Monday 3 March 2008

'Just something about his hair'

I read the other day that the actor, Billy Bob Thornton, has had phobias of many things over the years, including cutlery, antique furniture and … Disraeli’s hair: ‘I was watching some old movie once, and Benjamin Disraeli was a character in it. There was just something about his hair. There was something about the way it swept out to the side of his head – I couldn’t breathe too well.’

I find that both totally hilarious and utterly understandable. I may even have had my own Billy Bob moment, a few years ago on one of our day trips to London. We were walking down Kensington High Street at local election time when we suddenly noticed Michael Portillo bearing down on us with his entourage, political smile in place and gladhanding arm out ready to shake. My reaction surprised me then and I still wonder about it now – my instinctive response was to just get away, no consideration for appearances at all, and I literally ran away.

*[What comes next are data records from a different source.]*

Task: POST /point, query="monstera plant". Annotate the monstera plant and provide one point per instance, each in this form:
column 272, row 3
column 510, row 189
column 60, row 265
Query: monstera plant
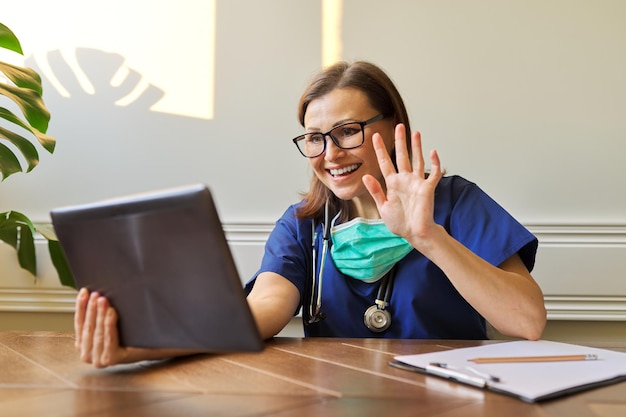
column 18, row 153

What was that all about? Those were the days when the press loved to vilify Portillo, before he made great PR efforts to appear a caring, sharing sort of chap. Maybe it was a kneejerk reaction to my indoctrination by the media. Maybe my mistrust of a politician out to win over the voters. Or maybe it was the shiny black quiff, still greasily serrated by the teeth of his comb.

Whatever the reason, I feel rather fond of Billy Bob for revealing his aversions. Unlike Hollywood stars, I’m far too greedy to feel any antipathy towards an instrument which helps me move food to my mouth, but I have sympathy with his feelings about antique furniture too. For me, it’s antique furniture in the collective – antique shops. I never go in them and just looking in the window can make me feel I’m brushing through dusty, sticky cobwebs and feeling the residue of long-gone, unhappy lives. But they don’t make me flee, the way Michael Portillo did.